Terroryści Polakom nie straszni. Islamiści dobrze wiedzą, że z Lachami nie warto zadzierać. Dostali w końcu od wąsatych Sarmatów, w XVII wieku, niezłego łupnia. Niestety, czasy dumnej i walecznej szlachty już dawno minęły. Pytanie kto to teraz zatroszczy się o nasze bezpieczeństwo?
Możecie być spokojni, nasze władze trzymają rękę na pulsie. Aby skutecznie chronić obywateli przed zakusami islamskich i nieislamskich terrorystów skonstruowano specjalną Ustawę antyterrorystyczną. Konkretniej Ustawę z dnia 10 czerwca 2016 r. o działaniach antyterrorystycznych. Dnia 2 lipca 2016 roku weszła ona w życie. I pewnie nikt nie zwróciłby na ten fakt uwagi gdyby nie pewien drobny szczegół. Okazało się, iż Ustawa wprowadza obowiązek rejestracji numerów na kartę. Ich posiadaczom dano czas do 1 lutego 2017 roku.
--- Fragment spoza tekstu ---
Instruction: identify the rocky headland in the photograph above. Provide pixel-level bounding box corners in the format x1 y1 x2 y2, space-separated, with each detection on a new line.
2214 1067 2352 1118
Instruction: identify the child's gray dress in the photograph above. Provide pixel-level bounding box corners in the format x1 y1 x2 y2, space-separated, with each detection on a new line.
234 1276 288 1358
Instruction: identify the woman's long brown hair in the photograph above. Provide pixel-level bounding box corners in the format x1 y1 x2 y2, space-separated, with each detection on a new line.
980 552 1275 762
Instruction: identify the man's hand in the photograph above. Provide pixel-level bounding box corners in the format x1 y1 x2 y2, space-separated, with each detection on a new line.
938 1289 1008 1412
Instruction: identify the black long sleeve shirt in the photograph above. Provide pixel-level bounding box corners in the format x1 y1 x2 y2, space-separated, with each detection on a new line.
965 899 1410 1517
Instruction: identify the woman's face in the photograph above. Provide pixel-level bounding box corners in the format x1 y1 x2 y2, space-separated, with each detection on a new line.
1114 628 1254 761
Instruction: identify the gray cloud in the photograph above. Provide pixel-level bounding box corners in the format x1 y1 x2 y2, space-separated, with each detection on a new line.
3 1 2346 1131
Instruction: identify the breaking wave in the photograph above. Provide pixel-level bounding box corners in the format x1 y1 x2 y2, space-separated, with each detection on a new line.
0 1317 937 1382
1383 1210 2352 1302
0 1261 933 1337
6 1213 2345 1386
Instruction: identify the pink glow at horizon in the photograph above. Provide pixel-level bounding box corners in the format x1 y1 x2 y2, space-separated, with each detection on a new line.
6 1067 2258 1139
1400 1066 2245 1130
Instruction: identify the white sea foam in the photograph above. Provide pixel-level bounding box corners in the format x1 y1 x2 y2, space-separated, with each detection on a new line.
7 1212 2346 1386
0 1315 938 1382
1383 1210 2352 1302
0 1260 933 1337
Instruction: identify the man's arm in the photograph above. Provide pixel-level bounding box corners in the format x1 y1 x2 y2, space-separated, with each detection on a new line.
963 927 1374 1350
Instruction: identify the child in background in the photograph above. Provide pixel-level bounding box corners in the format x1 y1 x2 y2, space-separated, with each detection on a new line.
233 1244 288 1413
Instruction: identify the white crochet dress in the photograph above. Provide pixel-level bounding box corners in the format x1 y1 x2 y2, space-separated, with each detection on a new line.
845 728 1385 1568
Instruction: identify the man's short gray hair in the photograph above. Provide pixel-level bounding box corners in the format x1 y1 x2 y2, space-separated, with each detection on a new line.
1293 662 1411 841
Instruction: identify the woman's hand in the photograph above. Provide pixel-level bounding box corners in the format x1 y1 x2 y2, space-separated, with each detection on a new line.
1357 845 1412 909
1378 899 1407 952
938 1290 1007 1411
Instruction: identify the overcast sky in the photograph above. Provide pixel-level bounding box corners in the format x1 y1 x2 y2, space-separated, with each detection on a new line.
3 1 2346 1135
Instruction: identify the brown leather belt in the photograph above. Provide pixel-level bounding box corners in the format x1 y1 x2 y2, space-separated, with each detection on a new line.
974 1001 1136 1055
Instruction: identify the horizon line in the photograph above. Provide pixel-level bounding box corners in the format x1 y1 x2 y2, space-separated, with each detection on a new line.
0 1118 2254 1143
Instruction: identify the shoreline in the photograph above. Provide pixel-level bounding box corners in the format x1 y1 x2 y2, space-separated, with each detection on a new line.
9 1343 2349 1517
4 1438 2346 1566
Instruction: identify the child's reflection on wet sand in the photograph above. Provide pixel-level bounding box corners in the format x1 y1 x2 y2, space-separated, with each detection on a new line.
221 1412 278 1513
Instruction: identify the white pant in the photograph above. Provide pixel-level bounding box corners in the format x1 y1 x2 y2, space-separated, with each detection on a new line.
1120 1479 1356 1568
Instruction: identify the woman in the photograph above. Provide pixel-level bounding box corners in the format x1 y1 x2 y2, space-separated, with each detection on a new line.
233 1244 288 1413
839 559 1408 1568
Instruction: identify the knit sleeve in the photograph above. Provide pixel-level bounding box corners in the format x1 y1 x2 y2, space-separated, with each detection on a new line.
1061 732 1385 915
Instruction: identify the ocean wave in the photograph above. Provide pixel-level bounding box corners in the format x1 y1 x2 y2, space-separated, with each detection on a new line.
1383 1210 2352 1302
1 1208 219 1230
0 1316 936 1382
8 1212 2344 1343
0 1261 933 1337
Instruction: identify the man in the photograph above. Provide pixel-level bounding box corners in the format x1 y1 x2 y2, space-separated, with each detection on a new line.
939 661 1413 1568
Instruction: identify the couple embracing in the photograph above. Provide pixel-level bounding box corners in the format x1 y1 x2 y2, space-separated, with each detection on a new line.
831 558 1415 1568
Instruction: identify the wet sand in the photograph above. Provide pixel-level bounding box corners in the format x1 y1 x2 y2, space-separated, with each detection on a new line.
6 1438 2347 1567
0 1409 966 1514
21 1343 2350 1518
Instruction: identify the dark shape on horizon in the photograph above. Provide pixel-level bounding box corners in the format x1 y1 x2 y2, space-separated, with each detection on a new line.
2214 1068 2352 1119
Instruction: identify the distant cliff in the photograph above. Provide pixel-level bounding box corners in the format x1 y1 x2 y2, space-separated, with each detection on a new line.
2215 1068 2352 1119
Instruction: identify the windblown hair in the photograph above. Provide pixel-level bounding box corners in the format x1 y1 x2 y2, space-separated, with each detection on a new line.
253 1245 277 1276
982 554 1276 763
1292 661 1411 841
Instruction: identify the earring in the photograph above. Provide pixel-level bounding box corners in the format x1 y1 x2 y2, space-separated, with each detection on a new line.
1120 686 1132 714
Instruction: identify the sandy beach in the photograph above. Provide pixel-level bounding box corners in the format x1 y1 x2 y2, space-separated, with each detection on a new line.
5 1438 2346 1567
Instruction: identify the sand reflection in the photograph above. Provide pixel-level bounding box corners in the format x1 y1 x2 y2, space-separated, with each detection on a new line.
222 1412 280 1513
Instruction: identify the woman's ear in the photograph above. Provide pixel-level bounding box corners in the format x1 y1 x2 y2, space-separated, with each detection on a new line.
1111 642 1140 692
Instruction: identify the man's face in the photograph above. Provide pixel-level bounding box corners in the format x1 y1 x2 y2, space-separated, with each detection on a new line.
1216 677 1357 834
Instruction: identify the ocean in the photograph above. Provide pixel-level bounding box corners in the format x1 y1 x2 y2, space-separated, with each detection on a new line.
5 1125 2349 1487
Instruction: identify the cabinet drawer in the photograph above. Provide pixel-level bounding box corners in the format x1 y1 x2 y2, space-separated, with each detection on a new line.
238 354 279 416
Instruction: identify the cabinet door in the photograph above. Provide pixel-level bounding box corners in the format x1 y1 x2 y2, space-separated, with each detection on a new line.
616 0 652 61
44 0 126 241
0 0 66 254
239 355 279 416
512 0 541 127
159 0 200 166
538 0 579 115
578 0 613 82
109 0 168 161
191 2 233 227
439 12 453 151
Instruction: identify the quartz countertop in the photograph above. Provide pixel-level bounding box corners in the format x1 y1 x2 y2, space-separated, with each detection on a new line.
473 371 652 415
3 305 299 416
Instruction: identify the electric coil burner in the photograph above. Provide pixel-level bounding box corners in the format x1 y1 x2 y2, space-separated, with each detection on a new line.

Czemu ma w takim razie służyć rejestracja numerów na kartę? Potencjalny przestępca nabędzie już zarejestrowaną i działającą kartę SIM bez żadnego wysiłku. Czyżby Ustawodawca był aż tak głupi? A może było to celowe działanie mające na celu wyeliminowanie ostatniej namiastki prywatności? Wykorzystano po prostu nadarzającą się okazję.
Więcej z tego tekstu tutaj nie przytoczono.